What language do Mongolians speak, and do I need a guide?
Mongolian, written in Cyrillic. English is spoken in the tourist-facing businesses of Ulaanbaatar but rarely outside the city. For any countryside travel — steppe, Gobi, or national parks — a guide-driver who speaks English is functionally necessary: tracks are unmarked, nomadic family communication requires the language, and logistical problems in remote areas are solved by local networks.
How much does a Mongolia trip cost?
Budget travelers doing UB + basic ger camps can manage $40–50/day. Mid-range tours with comfortable camps and guides run $100–150/day including accommodation and meals. Naadam week pushes hotel prices in UB up to 3x normal rates. Flights from Europe or North America are the main cost at $600–1,200 return. Total for a 10-day mid-range trip: $1,500–2,500 including flights.
Can I see the Przewalski's horse?
Yes. Khustain Nuruu National Park, 100km west of UB, is the main site for the reintroduced Przewalski's horse (takhi). Day trips or overnight stays in the park's ger camp give good odds of seeing a herd, particularly at dawn and dusk. The park entrance fee covers conservation. A second, smaller population is at Hustai; Khustain is the more established.
What is Mongolia like outside of Naadam season?
June and August are excellent — green steppe, long days, and comfortable temperatures. September and early October have spectacular golden-grass landscapes and fewer visitors but require warmer gear. Winter travel (November–April) is for serious cold-weather specialists only: temperatures hit -40°C, ger camps close, and the Gobi flash-freezes. The Chanar ice-festival (February) is the main winter draw.
Is Mongolia good for photography?
Exceptionally so. The open steppe offers uninterrupted horizon-to-horizon light. Golden hour in the Gobi on the Khongoryn Els dunes, nomadic families moving ger camps in early morning, the Naadam wrestling ceremony — Mongolia rewards wide-angle and telephoto work equally. Photographing people requires permission and is often warmly received with a brief interaction.
What should I know about ger etiquette?
When entering a ger, step over (not on) the threshold.
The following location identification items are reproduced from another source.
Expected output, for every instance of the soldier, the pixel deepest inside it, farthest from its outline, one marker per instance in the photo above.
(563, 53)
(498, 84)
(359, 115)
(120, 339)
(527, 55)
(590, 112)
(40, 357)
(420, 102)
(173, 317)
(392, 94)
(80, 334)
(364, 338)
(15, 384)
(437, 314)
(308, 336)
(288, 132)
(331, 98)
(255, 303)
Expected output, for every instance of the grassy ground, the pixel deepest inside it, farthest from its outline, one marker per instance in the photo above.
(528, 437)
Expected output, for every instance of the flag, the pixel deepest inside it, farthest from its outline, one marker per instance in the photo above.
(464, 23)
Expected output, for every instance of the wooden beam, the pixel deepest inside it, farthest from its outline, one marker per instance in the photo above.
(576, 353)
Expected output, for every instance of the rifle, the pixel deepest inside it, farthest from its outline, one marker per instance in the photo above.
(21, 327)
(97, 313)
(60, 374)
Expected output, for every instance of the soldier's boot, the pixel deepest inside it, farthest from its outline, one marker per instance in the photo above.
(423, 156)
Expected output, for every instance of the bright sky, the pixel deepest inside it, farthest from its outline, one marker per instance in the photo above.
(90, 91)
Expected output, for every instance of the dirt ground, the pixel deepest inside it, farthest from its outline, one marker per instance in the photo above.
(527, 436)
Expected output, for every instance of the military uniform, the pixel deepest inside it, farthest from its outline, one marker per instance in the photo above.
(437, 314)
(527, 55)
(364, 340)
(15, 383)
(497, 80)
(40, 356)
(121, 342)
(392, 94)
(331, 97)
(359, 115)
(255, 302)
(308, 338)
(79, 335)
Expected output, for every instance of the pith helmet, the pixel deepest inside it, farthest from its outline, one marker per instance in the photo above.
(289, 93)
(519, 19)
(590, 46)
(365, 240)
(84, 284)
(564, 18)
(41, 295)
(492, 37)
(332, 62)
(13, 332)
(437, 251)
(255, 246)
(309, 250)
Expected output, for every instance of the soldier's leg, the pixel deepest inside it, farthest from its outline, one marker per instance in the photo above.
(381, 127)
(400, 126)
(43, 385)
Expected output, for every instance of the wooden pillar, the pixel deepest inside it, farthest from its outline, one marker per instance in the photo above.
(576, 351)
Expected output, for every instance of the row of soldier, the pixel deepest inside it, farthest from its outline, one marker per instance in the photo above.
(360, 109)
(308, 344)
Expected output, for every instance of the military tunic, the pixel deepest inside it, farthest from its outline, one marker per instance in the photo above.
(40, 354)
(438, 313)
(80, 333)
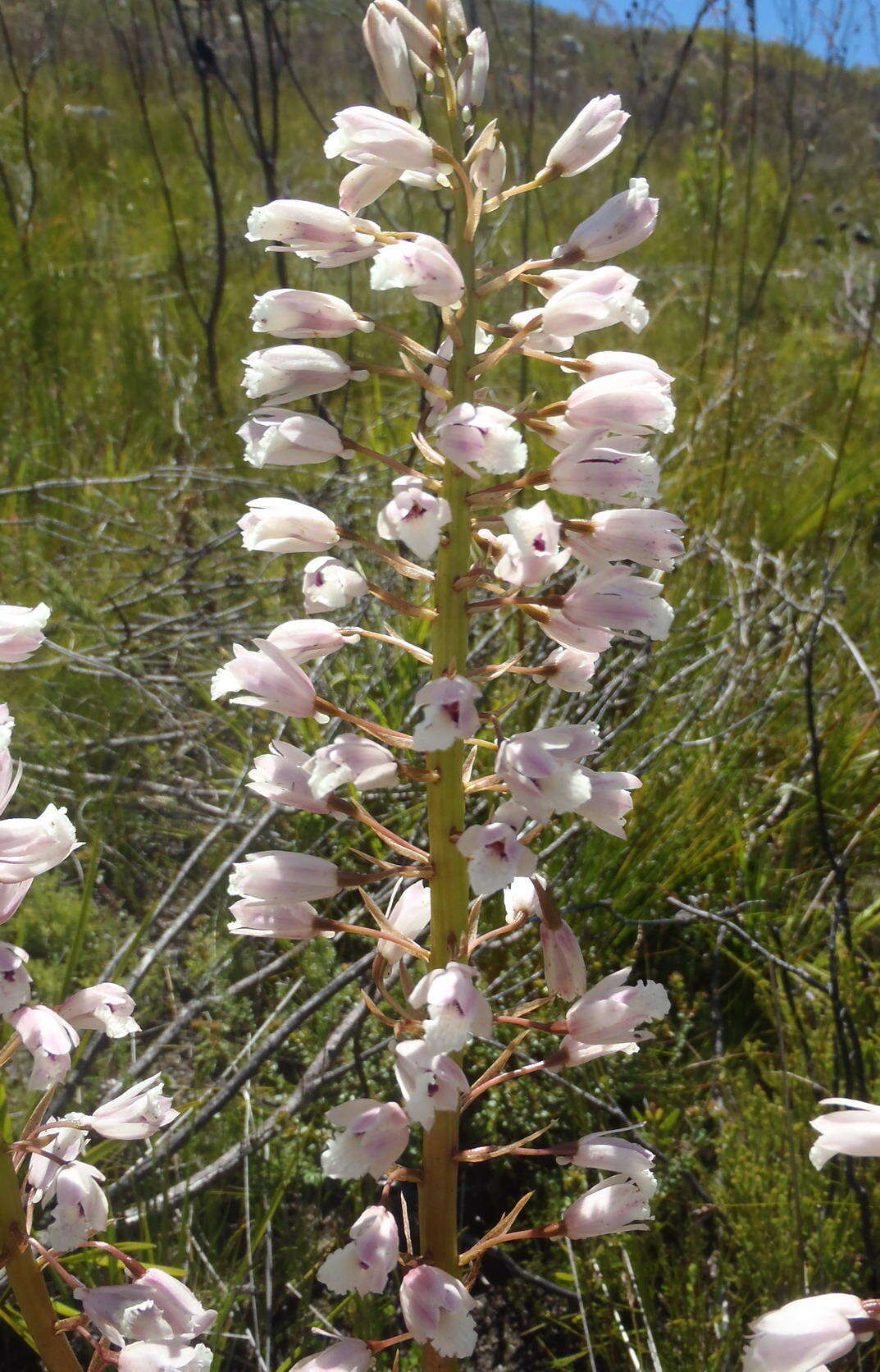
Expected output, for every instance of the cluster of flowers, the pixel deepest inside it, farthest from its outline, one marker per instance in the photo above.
(147, 1324)
(808, 1334)
(504, 560)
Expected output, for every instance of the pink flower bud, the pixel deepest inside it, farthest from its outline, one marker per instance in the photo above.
(449, 714)
(14, 978)
(30, 847)
(267, 681)
(565, 970)
(414, 516)
(408, 916)
(329, 585)
(457, 1012)
(261, 920)
(80, 1208)
(294, 371)
(571, 670)
(391, 58)
(540, 769)
(422, 265)
(805, 1335)
(436, 1309)
(481, 438)
(371, 1137)
(365, 1264)
(428, 1082)
(306, 314)
(280, 526)
(495, 857)
(612, 1206)
(529, 551)
(855, 1132)
(137, 1113)
(321, 232)
(622, 222)
(283, 438)
(647, 537)
(618, 601)
(591, 136)
(106, 1008)
(48, 1040)
(341, 1356)
(21, 630)
(283, 877)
Sit on the left side (men's side) unless directed otherwise. Don't whistle inside. Accept offered food and drink with the right hand or both hands — refusing hospitality is impolite. If offered airag (fermented mare's milk), a sip is expected even if you don't drink it. Don't lean against the support poles.
What is the air quality like in Ulaanbaatar?
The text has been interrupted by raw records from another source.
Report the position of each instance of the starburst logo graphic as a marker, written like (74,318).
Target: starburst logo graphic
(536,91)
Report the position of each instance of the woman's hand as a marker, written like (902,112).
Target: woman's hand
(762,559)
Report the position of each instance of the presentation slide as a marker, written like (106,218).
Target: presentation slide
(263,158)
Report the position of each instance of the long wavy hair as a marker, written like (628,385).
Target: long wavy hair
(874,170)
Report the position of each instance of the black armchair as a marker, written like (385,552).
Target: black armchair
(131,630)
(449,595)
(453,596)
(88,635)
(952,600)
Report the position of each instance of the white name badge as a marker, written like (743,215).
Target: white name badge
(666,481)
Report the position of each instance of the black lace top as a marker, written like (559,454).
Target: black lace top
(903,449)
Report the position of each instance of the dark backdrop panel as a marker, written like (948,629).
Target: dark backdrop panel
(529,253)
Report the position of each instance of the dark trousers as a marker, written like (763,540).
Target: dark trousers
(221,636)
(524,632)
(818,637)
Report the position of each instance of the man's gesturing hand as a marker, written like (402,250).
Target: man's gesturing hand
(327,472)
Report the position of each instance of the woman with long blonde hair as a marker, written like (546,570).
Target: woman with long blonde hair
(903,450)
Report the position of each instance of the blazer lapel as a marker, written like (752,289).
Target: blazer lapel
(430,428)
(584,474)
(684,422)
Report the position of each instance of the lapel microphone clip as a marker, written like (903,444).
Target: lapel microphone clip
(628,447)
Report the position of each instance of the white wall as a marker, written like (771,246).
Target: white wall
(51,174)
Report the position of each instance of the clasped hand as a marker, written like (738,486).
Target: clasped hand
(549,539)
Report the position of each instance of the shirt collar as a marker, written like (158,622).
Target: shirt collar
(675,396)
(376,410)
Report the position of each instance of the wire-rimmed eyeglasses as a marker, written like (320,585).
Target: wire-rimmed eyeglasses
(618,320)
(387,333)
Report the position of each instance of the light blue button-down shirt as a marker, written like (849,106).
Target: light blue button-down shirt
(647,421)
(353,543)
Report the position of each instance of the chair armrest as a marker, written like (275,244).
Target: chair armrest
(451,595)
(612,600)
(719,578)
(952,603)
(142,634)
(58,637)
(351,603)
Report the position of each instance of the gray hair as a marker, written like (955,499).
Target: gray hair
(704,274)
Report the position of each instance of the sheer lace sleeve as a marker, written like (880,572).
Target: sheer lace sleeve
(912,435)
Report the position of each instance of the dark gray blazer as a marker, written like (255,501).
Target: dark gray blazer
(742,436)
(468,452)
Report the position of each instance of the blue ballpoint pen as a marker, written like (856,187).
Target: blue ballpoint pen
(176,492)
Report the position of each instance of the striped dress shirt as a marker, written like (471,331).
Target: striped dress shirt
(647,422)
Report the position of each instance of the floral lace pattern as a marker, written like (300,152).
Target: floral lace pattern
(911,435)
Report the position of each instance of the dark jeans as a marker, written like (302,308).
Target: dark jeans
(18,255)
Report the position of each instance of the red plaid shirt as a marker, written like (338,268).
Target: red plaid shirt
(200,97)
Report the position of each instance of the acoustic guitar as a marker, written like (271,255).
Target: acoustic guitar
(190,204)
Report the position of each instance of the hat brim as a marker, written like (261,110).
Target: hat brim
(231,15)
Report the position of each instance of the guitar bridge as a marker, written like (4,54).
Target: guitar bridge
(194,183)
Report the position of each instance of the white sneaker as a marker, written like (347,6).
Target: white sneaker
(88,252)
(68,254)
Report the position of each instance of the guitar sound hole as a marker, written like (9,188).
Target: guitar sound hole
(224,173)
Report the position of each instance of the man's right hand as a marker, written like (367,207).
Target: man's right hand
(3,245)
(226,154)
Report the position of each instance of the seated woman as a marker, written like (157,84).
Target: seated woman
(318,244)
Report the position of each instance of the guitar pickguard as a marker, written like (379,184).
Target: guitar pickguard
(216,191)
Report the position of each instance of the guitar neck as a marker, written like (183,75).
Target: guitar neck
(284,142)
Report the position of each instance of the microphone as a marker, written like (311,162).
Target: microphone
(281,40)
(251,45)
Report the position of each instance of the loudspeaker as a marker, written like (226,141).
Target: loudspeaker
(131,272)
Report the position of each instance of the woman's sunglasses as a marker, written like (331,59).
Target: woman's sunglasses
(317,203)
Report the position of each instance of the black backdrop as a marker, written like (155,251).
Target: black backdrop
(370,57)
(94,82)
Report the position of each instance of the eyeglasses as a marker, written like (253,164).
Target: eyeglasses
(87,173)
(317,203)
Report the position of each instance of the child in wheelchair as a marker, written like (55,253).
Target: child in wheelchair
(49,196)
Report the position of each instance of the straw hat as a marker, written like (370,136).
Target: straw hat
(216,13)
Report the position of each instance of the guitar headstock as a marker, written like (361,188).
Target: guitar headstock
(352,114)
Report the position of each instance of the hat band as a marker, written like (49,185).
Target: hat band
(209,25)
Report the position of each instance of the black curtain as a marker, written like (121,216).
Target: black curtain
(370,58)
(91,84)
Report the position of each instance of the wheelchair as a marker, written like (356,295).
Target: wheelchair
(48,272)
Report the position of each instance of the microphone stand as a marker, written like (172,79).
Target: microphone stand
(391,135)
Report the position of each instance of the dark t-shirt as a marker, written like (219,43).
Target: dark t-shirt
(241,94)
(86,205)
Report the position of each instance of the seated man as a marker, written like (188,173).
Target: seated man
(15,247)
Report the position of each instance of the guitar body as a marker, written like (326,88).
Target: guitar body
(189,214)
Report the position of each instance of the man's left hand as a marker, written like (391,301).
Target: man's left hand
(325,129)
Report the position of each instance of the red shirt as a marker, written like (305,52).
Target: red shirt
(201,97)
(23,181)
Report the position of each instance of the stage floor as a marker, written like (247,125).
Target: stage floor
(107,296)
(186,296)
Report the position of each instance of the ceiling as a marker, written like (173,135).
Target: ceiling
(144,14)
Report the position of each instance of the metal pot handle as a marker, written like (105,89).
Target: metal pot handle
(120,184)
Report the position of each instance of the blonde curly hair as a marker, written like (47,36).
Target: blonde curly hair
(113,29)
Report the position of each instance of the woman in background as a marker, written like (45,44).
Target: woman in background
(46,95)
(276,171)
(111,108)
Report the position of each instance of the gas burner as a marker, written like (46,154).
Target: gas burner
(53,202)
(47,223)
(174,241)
In winter (October–April), Ulaanbaatar has some of the worst air quality of any capital city in the world, as ger district residents burn raw coal. AQI readings of 500+ (hazardous) are common on still winter nights. Summer air quality is good to moderate. If you visit in winter, pack an N95 mask and monitor the AQI app daily.
What are the Flaming Cliffs (Bayanzag)?
Bayanzag is a dramatic eroded red-orange sandstone formation in the Gobi that has produced some of the world's most significant dinosaur fossil discoveries, including Velociraptor and Protoceratops eggs and nesting sites. Roy Chapman Andrews of the American Museum of Natural History excavated here in the 1920s. The site is in the open desert — walk the rim at sunset for the color to understand the name.
Is food good in Mongolia?
Mongolian cuisine is meat-forward: mutton and beef dominate, typically boiled or roasted with minimal seasoning. Tsuivan (fried noodles with meat) and buuz (steamed dumplings) are the everyday staples. Ulaanbaatar has a growing Korean, Japanese, and international restaurant scene that is genuinely good. Vegetarians and vegans will struggle in the countryside; the city has options.
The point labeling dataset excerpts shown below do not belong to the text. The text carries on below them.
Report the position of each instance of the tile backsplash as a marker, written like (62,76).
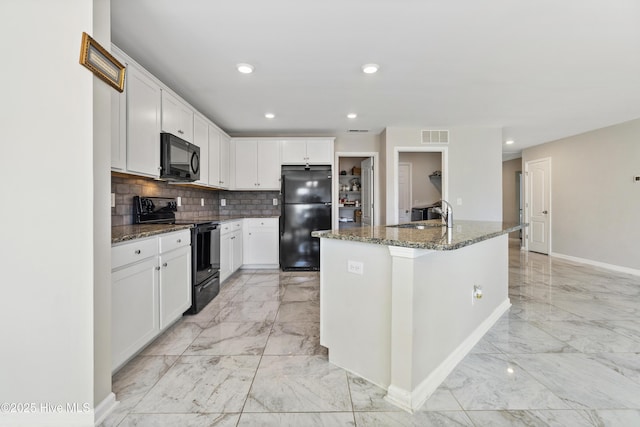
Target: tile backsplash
(238,203)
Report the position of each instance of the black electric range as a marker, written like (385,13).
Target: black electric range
(205,245)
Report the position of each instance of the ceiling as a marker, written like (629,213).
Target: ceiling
(539,70)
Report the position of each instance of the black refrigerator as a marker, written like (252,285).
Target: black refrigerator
(306,207)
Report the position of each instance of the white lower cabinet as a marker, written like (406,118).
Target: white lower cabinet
(261,243)
(134,314)
(230,248)
(175,289)
(150,289)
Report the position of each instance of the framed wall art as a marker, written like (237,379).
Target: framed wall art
(101,62)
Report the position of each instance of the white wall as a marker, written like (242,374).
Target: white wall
(46,260)
(595,203)
(510,210)
(424,191)
(474,170)
(102,94)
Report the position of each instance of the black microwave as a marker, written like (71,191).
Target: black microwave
(179,159)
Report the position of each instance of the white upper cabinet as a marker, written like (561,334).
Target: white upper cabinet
(177,118)
(148,107)
(118,130)
(143,123)
(225,161)
(257,164)
(307,150)
(201,139)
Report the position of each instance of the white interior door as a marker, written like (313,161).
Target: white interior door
(404,192)
(538,205)
(366,182)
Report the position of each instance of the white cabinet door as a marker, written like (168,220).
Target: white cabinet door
(246,164)
(143,124)
(225,163)
(236,239)
(214,157)
(201,139)
(134,309)
(261,243)
(294,151)
(303,151)
(268,162)
(175,284)
(118,131)
(226,267)
(177,118)
(320,151)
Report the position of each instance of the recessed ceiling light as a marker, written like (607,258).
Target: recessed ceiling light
(245,68)
(370,68)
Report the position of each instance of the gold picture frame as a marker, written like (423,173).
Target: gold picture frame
(101,63)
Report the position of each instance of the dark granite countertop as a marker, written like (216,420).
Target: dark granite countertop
(433,236)
(123,233)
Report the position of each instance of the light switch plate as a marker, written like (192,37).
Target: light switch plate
(355,267)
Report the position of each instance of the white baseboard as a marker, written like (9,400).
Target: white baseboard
(612,267)
(412,401)
(105,407)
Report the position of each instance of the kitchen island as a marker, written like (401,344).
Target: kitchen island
(402,305)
Do I need vaccinations to visit Mongolia?
Check with your travel health provider 6–8 weeks before departure. Hepatitis A, typhoid, and routine vaccines are standard recommendations. Rabies is worth considering if you'll be in close contact with animals in the countryside. Japanese encephalitis is a risk in rural areas during summer. Mongolia is malaria-free.